Even in a normal year, a third of these attempted workouts end up in default, he says. With high unemployment, tight credit, and depressed housing prices, this period will see much higher failures of workout plans, mortgage experts say.

For the moment, the number of foreclosures continues to fall. In November, the total fell to less than 307,000, the fourth monthly decline in a row after peaking at 360,000 in July. That's the lowest monthly level since February and, on the surface, represents particularly good news for Nevada.

For the second month in a row, the number of Nevada properties receiving a foreclosure notice fell by a third. Las Vegas, which had topped the list of large cities with high foreclosure rates, fell to No. 5 in November.

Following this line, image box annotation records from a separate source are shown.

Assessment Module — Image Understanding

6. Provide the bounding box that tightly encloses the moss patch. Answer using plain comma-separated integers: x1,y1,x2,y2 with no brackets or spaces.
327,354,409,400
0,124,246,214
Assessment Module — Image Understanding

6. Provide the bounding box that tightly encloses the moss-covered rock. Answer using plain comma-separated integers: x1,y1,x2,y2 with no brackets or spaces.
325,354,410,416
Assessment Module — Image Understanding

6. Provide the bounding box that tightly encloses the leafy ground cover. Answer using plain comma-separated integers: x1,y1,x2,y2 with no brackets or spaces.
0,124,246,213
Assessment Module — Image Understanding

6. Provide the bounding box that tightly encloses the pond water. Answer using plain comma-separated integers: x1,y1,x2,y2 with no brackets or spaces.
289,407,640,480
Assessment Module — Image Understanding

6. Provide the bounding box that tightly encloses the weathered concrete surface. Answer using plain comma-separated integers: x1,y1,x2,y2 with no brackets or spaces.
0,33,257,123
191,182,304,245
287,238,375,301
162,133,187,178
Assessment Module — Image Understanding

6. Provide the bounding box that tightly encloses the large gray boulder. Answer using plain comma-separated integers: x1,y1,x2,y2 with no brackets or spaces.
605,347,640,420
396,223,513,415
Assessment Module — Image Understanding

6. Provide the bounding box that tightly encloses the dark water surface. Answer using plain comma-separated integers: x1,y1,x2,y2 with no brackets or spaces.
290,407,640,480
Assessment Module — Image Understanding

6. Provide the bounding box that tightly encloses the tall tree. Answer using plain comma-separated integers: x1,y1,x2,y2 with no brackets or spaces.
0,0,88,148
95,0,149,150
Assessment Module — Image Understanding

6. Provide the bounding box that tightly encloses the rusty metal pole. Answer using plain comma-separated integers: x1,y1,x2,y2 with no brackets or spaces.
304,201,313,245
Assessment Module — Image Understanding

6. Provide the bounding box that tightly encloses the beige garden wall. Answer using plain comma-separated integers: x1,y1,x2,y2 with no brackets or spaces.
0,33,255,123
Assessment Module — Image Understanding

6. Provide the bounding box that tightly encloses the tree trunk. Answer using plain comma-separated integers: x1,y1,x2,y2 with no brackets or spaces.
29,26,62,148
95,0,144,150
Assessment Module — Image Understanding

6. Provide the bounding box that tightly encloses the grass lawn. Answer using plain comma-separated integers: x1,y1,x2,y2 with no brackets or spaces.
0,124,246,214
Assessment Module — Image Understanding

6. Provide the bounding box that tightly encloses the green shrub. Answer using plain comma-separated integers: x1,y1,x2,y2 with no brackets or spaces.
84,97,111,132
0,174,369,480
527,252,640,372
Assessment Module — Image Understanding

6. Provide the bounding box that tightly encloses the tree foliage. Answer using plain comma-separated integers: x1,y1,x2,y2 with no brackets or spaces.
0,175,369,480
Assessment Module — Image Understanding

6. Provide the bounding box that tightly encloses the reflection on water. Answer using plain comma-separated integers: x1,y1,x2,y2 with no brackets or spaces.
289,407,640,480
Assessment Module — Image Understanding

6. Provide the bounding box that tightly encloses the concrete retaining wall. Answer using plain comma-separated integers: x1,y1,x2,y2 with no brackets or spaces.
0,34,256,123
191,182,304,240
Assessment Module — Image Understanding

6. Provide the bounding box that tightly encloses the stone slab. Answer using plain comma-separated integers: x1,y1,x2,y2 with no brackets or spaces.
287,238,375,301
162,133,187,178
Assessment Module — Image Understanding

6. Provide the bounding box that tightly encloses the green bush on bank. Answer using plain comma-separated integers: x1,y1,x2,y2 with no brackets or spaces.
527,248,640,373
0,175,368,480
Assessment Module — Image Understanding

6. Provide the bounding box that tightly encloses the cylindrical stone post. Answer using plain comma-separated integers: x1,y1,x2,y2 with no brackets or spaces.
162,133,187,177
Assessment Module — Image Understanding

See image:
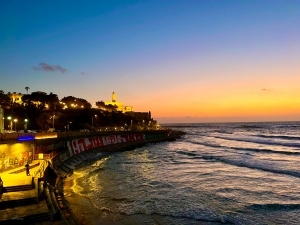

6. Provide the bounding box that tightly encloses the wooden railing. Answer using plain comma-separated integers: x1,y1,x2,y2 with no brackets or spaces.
33,160,48,177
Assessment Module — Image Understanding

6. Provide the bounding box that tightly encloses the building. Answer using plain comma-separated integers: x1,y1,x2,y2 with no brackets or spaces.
104,92,133,113
9,92,23,104
9,91,48,108
0,105,4,133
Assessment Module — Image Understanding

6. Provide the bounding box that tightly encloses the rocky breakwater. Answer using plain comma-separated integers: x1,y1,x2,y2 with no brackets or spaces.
44,130,185,224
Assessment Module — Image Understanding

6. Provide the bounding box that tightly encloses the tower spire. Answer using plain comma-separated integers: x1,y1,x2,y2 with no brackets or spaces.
112,91,116,102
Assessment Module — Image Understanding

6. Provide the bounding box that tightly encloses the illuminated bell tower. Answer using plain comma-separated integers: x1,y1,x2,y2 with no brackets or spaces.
0,105,4,133
112,91,116,102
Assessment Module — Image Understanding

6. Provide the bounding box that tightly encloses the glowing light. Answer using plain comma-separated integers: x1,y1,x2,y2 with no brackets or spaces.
35,133,57,139
18,135,34,141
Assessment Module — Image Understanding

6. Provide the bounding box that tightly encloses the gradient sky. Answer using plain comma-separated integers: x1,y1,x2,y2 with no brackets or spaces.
0,0,300,123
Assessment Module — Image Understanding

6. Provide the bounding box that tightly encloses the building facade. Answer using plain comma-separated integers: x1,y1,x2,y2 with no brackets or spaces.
104,92,133,113
0,105,4,133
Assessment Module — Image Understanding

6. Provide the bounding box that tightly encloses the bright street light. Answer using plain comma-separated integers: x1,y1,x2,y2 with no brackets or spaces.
7,116,12,131
14,119,18,131
24,119,28,133
92,115,97,131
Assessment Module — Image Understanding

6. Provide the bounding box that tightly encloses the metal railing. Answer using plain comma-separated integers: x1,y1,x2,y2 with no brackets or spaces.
33,159,48,177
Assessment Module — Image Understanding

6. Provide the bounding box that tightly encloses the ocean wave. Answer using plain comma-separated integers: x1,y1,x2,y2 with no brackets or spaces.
243,203,300,211
203,155,300,178
253,134,300,141
188,141,300,155
210,136,300,148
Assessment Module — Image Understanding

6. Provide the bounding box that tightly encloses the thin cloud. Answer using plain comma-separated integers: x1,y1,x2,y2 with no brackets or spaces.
32,62,67,73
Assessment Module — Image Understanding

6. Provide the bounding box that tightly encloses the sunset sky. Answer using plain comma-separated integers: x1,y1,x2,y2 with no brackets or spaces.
0,0,300,123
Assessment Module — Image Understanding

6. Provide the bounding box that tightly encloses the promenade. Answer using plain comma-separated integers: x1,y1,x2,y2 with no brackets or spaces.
0,129,183,225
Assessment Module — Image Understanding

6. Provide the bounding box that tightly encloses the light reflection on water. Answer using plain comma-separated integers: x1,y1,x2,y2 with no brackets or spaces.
66,124,300,224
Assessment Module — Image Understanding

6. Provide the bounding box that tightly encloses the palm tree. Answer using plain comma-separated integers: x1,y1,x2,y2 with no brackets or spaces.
25,87,30,94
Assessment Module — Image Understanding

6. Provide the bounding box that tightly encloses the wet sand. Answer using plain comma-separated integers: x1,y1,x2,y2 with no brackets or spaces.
62,177,226,225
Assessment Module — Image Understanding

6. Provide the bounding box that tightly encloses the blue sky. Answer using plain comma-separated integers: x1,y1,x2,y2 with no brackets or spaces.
0,0,300,121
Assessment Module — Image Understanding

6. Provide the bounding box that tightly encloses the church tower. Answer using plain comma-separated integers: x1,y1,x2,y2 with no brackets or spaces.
112,91,116,102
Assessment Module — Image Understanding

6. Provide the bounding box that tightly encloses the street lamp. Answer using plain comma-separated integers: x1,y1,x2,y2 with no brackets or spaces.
14,119,18,132
92,115,97,131
24,119,28,133
7,116,12,131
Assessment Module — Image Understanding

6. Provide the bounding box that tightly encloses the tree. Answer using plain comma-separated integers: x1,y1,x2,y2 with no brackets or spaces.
25,87,30,94
0,90,11,106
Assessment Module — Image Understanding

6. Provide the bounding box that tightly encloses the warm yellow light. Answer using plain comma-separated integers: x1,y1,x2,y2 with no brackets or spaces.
39,153,44,159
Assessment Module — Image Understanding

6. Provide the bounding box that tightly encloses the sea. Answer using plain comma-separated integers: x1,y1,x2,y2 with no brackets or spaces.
65,122,300,225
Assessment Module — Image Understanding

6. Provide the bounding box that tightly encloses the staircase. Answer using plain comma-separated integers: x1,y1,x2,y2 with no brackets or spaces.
0,176,51,224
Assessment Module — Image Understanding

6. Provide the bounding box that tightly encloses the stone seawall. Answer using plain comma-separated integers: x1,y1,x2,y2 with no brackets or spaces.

The problem is that these drops are artificial, brought about because Nevada recently instituted a mandatory mediation program for problem loans, Mr. Sharga says. That's a potential boon for some owners of distressed homes. It may help those on the margin restructure loans that might otherwise default. Such programs are also helping to keep the foreclosure problem from spiraling out of control and sending home prices plunging again.

The challenge is that many of these attempt work-out loans won't work out, so foreclosure isn't averted, it's simply delayed. Of an estimated 7 million troubled home loans in this down cycle, 3.9 million will go through foreclosure, predicts William Campbell, a real estate adviser and head of RPC Group in Little Rock, Ark.

"We're going to see a long drawn-out housing recovery that will gradually dispose of these distressed properties over the next three years," says Sharga of RealtyTrac, an online marketplace for foreclosure properties based in Irvine, Calif. "Modifications will help, but they won't solve the problem. It's too big."